How India Eats: Thali heats up again in Nov, costliest in three months

Raging prices of onion and tomato spike cost of both veg and non-veg thali but decline in broiler chicken prices capped the rise in the latter

Infographics By Kapil Kashyap
Published: Dec 6, 2023 11:00:00 AM IST
Updated: Jan 8, 2024 11:14:06 AM IST

After a steady decline in last two months, the cost of thali has risen again in November, mostly due to a steep increase in prices of key ingredients like onion and tomato. However, the overall pace of rise in price of a non-vegetarian thali was slower than the vegetarian one due to a marginal decline in the prices of broiler chicken.

In November, the average price of a vegetarian thali was Rs 30.3, an increase of 10 percent, or Rs 2.80, from previous the month, based on an analysis by Crisil. The same thali cost Rs 27.7 in November last year, indicating a rise of 9 percent, or Rs 2.6.

Prices of both onion and tomato, which surged 58 and 35 percent, respectively, in November from a month-ago period led by festive demand and lower output in the kharif season, led to the spike in thali prices, says Crisil.

However, a marginal fall in broiler chicken prices by 1-3 percent capped the increase in the non-vegetarian thali. Broiler chicken prices account for 50 percent of the non-veg thali cost. In the month, the average cost of a non-vegetarian thali was Rs 61.2, a jump of Rs 2.8 or 5 percent from October. Compared to November last year, a non-veg thali price stayed steady at around Rs 61.

Read More

Also read: At 7.6 percent, Indian growth delivers another strong quarter

The average cost of preparing a thali at home is calculated based on input prices prevailing in north, south, east, and west India. The monthly change reflects the impact on the common man’s expenditure. The data also reveals the ingredients (cereals, pulses, broilers, vegetables, spices, edible oil, cooking gas) driving changes in the cost of a thali.

In October, retail inflation, calculated based on the Consumer Price Index (CPI), eased to 4.9 percent year-on-year but food prices stayed high with major food components like cereals, pulses and spices seeing sticky double-digit inflation. On a seasonally adjusted sequential basis, food inflation was up 0.1 percent month-on-month in October, largely led by pulses (up 2.2 percent), spices (up 1.3 percent), and cereals (0.9 percent). The analysis of monthly momentum of vegetable prices suggest that even as most of the vegetable prices peaked in July and August, the sharp rise in onion prices remains a key upside risk, says UBS Securities.

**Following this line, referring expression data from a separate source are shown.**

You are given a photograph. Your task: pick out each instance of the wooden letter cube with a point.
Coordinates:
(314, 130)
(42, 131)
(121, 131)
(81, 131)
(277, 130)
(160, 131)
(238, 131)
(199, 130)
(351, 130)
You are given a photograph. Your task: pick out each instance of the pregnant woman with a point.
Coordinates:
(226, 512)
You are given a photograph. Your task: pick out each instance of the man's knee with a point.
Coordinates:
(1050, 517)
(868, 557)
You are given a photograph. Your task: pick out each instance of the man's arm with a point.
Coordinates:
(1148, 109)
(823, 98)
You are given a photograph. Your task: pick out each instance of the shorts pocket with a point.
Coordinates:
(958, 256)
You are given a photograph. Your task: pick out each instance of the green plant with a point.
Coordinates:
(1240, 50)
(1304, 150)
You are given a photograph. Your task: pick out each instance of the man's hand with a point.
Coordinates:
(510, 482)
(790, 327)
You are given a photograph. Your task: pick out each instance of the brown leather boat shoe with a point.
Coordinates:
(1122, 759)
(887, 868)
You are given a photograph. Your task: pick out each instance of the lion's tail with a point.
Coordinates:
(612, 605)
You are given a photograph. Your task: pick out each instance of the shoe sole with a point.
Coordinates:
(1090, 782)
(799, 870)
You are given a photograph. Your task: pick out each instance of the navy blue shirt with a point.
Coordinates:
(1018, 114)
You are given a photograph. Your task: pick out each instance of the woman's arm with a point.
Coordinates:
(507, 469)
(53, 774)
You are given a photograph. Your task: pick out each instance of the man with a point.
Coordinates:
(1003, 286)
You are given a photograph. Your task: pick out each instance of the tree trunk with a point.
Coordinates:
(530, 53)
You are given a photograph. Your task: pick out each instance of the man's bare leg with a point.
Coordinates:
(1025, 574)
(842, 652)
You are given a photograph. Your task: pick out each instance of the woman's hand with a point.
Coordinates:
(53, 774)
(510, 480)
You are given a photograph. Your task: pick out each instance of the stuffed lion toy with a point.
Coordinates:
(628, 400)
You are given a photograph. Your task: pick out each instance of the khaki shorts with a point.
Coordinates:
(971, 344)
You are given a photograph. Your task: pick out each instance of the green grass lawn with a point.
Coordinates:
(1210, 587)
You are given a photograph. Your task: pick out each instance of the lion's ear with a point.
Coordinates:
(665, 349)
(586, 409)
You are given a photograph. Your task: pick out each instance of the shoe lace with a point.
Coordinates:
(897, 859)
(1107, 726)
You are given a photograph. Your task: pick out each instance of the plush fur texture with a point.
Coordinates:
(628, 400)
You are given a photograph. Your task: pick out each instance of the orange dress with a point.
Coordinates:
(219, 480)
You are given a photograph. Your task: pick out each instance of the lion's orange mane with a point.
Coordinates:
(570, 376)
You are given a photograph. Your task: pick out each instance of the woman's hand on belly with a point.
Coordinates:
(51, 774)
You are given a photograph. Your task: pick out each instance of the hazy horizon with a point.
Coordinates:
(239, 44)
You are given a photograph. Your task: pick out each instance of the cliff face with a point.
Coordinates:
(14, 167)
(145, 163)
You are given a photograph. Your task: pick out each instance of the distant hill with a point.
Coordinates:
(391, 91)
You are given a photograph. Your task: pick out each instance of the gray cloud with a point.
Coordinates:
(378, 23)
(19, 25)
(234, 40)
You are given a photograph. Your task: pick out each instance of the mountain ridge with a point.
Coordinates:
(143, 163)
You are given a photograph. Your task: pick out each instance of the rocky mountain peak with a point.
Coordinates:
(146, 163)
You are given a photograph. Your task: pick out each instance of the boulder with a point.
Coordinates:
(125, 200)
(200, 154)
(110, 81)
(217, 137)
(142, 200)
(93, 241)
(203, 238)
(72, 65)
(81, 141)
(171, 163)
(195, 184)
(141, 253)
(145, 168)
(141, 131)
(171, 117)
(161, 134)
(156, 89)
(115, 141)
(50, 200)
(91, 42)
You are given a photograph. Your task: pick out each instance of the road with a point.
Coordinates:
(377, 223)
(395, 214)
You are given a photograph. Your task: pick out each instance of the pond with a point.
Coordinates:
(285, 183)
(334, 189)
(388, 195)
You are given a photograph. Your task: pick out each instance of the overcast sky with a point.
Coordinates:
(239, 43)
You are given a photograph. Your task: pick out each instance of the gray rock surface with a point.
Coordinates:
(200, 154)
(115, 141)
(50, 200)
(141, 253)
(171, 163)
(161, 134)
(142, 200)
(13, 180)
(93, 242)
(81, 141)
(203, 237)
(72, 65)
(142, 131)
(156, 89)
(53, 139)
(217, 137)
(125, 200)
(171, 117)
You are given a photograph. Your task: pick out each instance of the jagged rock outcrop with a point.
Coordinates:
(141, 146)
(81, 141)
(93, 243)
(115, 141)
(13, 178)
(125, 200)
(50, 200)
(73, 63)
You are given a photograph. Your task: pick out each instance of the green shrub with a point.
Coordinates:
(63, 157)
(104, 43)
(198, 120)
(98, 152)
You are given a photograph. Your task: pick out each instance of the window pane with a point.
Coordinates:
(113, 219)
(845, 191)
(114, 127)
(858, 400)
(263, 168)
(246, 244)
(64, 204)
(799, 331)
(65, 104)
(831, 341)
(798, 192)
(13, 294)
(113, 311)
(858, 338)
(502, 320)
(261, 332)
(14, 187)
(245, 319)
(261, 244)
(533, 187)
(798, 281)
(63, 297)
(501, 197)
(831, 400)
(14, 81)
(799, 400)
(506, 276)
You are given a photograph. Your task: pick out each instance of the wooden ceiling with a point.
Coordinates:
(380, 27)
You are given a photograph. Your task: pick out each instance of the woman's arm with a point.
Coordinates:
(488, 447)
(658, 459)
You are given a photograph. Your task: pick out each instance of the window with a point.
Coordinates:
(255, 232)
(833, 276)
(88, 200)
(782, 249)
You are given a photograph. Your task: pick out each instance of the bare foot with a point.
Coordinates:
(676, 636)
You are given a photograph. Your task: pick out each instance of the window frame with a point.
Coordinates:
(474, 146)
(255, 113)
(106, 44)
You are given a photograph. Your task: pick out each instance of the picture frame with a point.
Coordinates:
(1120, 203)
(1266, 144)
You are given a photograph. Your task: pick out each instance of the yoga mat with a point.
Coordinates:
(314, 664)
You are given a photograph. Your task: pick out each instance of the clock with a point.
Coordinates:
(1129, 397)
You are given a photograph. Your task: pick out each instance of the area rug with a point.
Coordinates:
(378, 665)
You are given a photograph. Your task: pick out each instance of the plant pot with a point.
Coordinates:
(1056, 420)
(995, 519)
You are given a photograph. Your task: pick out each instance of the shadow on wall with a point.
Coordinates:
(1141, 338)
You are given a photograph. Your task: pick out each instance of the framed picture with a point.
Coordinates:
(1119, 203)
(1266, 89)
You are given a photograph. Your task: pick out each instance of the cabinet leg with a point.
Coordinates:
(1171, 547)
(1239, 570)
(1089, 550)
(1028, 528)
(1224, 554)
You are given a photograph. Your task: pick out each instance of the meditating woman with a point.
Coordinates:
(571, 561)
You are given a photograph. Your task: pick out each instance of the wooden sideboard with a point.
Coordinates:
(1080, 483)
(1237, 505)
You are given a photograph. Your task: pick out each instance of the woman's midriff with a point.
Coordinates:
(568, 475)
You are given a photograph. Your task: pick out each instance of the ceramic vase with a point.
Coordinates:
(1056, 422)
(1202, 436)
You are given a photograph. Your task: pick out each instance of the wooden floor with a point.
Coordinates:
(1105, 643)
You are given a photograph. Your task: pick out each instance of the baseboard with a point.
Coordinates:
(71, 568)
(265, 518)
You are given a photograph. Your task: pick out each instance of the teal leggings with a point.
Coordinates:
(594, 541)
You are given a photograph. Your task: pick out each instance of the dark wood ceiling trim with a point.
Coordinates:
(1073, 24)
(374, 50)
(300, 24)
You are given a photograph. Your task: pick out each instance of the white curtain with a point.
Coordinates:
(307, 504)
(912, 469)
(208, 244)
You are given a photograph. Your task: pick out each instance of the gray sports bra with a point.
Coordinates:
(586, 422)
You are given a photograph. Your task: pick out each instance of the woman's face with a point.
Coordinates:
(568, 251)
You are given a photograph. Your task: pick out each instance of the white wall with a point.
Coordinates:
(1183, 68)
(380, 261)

Adding to the already rising onion and tomato prices, unseasonal rains in the last week of November in Maharashtra may spell further trouble. Onion prices continued to remain elevated in November, rising around 40 percent from previous month, National Horticulture Board data showed. In October-end, onion prices had risen sharply 75 percent from a month earlier. The unseasonal rains may have made prices steeper, as news report suggest.

On November 27, the average wholesale price of summer onions jumped nearly 29 percent at Lasalgaon Agriculture Produce Market Committee, which is India’s largest wholesale onion market. The price increased to Rs 4,260 per quintal on November 27 from Rs 3,300 per quintal on November 25.

Also read: Our inflation target is 4 percent and not 2 to 6 percent: RBI Governor Shaktikanta Das

According to Kapil Gupta, chief economist, Edelweiss Financial Services, advance estimates reveal a 4.6 percent year-on-year contraction in Kharif food grain output this year, which could potentially push food inflation higher.

(Forbes India's monthly series 'How India Eats' takes a look at how the average price of a food plate in India changes every month, indicating the impact on the common man's expenditure, by analysing the Indian thali.)